Citizens Groan As Zimbabwe Inflation Rises To 250%

Zimbabwe’s annual inflation has risen above 250% becoming its highest level for a year and a half as the citizens continue to groan under hardship. 

With inflation quadrupling since February, many Zimbabweans are struggling to cope.

The authorities blame the after-effects of the coronavirus pandemic and the high global prices on fuel, grain and fertiliser.

A local shortage of American dollars to pay for imports has also contributed to the rising cost of basic goods and services.

Read Also: Inflation Rate Soars To Five-Year High At 18.60% In Nigeria

On Monday the central bank released gold coins onto the market in an attempt to stem inflation by curbing the appetite for US dollars.

Surging inflation and severe meltdowns in the United States and China on Tuesday pushed the International Monetary Fund, IMF to downgrade its outlook for the global economy this year and next, while giving an even grimmer assessment of what may lie ahead.

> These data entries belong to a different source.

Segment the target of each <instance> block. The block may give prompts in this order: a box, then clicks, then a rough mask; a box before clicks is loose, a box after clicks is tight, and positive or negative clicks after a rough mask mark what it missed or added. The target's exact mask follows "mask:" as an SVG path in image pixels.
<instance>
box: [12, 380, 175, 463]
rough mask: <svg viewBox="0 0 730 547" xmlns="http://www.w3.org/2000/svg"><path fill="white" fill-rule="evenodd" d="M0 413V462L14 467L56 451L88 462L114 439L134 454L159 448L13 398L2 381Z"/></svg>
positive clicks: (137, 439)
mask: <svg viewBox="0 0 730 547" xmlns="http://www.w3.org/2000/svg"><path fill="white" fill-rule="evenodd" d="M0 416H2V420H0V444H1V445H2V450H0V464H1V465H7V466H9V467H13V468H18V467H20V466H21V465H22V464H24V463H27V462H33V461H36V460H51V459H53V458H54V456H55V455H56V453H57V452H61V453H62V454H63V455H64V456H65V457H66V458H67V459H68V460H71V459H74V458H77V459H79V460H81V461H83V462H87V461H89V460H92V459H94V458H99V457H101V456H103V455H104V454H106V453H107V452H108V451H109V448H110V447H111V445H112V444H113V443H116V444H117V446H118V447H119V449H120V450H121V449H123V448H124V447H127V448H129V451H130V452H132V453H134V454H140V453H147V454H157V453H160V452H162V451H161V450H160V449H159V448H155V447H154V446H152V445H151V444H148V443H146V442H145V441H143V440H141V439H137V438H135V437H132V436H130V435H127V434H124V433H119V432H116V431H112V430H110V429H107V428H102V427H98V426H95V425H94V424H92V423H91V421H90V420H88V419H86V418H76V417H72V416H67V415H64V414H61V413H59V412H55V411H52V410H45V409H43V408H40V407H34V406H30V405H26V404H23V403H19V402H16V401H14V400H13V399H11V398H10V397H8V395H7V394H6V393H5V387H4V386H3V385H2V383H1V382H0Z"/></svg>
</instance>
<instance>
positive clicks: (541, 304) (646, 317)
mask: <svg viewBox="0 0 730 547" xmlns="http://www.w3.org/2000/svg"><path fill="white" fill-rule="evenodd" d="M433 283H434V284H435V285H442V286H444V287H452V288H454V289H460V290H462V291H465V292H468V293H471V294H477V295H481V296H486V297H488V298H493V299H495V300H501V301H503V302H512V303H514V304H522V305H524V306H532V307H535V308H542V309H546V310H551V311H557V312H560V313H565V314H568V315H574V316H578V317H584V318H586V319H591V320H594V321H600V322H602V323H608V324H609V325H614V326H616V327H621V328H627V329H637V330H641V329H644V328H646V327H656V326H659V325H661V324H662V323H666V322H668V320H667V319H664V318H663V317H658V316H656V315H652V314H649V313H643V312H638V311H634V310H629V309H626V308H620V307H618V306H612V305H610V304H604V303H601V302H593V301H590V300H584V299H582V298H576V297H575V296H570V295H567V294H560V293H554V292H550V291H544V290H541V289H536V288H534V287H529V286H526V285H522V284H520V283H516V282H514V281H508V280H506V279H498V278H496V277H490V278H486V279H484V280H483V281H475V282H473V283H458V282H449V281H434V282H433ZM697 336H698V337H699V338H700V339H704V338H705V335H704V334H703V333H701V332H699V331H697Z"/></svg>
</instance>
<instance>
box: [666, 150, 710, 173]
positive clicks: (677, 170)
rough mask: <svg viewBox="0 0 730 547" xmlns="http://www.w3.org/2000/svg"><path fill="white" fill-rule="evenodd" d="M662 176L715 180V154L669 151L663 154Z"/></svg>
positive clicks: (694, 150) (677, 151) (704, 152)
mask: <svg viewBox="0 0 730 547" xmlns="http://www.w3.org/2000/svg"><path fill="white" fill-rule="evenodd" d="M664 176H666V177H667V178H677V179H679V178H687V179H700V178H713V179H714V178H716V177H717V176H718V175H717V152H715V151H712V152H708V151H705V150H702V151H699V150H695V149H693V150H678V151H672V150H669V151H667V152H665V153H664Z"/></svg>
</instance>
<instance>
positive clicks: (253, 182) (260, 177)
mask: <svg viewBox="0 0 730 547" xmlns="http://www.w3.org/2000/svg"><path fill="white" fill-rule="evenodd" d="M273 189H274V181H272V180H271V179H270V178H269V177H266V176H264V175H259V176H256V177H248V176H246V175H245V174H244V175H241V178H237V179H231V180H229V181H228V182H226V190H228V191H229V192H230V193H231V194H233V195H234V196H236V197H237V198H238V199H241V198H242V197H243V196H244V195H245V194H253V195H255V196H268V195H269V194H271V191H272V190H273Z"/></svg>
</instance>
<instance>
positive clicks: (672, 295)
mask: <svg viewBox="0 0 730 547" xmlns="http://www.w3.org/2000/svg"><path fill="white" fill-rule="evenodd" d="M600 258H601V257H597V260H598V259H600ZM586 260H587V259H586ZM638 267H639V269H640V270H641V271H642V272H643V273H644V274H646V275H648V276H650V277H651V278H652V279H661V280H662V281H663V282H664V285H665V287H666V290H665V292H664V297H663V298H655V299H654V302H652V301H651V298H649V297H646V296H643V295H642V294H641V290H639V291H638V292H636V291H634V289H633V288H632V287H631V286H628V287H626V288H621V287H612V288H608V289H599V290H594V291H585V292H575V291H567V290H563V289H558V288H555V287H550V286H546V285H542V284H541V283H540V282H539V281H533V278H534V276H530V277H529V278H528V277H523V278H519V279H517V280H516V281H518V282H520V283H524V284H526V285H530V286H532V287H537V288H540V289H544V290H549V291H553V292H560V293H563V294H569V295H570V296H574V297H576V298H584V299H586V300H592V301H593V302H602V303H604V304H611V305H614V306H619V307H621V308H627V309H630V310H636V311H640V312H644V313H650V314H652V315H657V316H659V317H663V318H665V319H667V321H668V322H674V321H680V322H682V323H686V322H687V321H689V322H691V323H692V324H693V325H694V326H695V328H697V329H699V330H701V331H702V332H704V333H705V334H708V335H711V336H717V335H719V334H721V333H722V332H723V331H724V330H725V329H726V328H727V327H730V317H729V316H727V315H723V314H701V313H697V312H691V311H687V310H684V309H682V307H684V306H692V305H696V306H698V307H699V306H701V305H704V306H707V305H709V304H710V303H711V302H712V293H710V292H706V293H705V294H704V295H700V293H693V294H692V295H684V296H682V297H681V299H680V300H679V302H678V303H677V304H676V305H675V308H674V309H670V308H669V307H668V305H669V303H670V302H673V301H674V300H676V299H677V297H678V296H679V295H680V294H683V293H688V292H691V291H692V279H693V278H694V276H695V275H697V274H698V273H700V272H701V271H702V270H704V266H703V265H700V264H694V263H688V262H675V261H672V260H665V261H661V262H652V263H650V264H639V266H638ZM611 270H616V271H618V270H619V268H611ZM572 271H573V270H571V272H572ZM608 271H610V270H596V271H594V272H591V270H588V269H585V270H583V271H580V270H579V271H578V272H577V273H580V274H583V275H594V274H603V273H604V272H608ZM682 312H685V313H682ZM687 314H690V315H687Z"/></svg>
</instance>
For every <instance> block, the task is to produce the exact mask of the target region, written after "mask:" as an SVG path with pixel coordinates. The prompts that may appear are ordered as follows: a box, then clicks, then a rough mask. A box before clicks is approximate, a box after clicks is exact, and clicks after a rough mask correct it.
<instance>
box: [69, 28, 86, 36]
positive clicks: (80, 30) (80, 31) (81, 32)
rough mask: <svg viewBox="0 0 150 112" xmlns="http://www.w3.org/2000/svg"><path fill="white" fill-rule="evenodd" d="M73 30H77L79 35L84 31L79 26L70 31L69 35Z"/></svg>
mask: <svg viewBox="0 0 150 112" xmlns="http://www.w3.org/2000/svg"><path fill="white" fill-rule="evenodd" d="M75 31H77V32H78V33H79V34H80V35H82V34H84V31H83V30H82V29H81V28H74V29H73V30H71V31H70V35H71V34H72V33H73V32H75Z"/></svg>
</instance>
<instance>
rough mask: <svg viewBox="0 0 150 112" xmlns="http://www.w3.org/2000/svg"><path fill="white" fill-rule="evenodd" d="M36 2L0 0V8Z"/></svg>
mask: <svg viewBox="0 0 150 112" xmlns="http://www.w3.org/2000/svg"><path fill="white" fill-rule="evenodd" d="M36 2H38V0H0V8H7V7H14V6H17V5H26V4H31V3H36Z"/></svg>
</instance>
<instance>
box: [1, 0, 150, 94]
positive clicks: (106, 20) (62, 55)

‘The outlook has darkened significantly since April,’ said IMF chief economist Pierre-Olivier Gourinchas. ‘The world may soon be teetering on the edge of a global recession, only two years after the last one.’

‘The world’s three largest economies, the United States, China, and the euro area are stalling with important consequences for the global outlook,’ he said at a briefing.

In its latest World Economic Outlook, the International Monetary Fund cut the 2022 global GDP estimate to 3.2 percent, four-tenths of a point lower than the April forecast, and about half the rate seen last year.

Africa Today News, New York reports that last year’s ‘tentative recovery’ from the pandemic downturn “has been followed by increasingly gloomy developments in 2022 as risks began to materialize,” the report said.

‘Several shocks have hit a world economy already weakened by the pandemic,” including the war in Ukraine which has driven up global prices for food and energy, prompting central banks to raise interest rates sharply, the IMF said.

Africa Today News, New York reports that the ongoing Covid-19 lockdowns and a worsening real estate crisis have hindered economic activity in China, while the Federal Reserve’s aggressive interest rate hikes are slowing US growth sharply.